Méritos para quem os merece. JR Hildebrand, coitado, também merecia vencer. Os EUA apostam nele como um dos talentos do futuro nos monopostos. Há dois anos, venceu a Indy Lights e fez um teste com a Force India na Europa. No ano passado, fez algumas corridas para aprender o negócio. Nesse ano, vinha tendo desempenho razoável nos mistos. Seu negócio, pelo visto, é correr em oval. Vamos ver se as coisas melhoram nessa nova fase do campeonato. E Hildebrand não deve se preocupar muito. Ele é talentoso o suficiente para sonhar com boas vitórias nos próximos anos.

Danica Patrick me surpreendeu positivamente. Depois de quase ficar de fora no Bump Day, a princesinha nanica da Andretti se recuperou legal e estava prestes a vencer. Não tivesse feito aquele splash-and-go e ela seria a primeira mulher a vencer as 500 Milhas de Indianápolis. Além disso, esta vitória seria sua segunda em sua carreira no automobilismo. Mas “se” não existe, então sigamos…

E o Tony? Quem diria que aquele narigudo contratado no último minuto seria o grande responsável pelos melhores resultados da KV Racing até aqui? Enquanto os dois queridinhos Takuma Sato e Ernesto (sem EJ aqui, por favor) Viso eram os primeiros a abandonar em acidentes, lá estava o baiano ganhando um monte de posições e terminando em quarto. É um grande piloto e faz falta na Andretti, sim.

Não quero gastar muito mais espaço. Destaco positivamente o Baguette, o Servia e até mesmo o Scheckter, que andava meio sumido. Entre os fracassados, impossível não comentar sobre a Penske, que não apareceu e ainda viu dois de seus pilotos, Power e Helinho, perdendo um tempão com problemas de pneus rebeldes. O terceiro piloto, o desequilibrado Ryan Briscoe, terminou seu mês de maio dos pesadelos e bateu forte com Townsend Bell na primeira curva. Entre os outros a serem mencionados negativamente, Sato, Viso, Tagliani (bater daquele jeito é triste demais pra quem vinha tão bem) e Paul Tracy, que andava mais no pitlane do que na pista.
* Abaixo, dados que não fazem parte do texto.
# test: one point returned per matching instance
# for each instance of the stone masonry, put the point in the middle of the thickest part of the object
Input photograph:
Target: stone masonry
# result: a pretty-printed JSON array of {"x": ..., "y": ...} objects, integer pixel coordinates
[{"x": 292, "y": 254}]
Agora, a vida segue. E quem diria que as 500 Milhas dos 100 anos seriam decididas em 500 metros…

RED BULL7 – Ultimamente, não venho atribuindo 10 à equipe porque seu segundo piloto é incompetente e raramente consegue terminar no pódio. Dessa vez, a nota abaixa ainda mais porque os mecânicos se enrolaram todo na primeira parada de Sebastian Vettel, o que acabou complicando até mesmo o pit-stop de Mark Webber. Como sempre, o germânico venceu e o australóide sequer passou perto do pódio. E tome Land der Berge, Land am Strome!

FERRARI7,5 – Dessa vez, fizeram um trabalho honesto, embora não genial, nos pit-stops. O 150th rendeu relativamente bem, não consumiu muita borracha dos pneus e Fernando Alonso conseguiu brigar pela vitória até o fim. Felipe Massa foi tocado por Hamilton e, logo depois, bateu no túnel. Para os padrões desta Ferrari sem Schumacher, Brawn, Todt e Byrne, um bom fim de semana.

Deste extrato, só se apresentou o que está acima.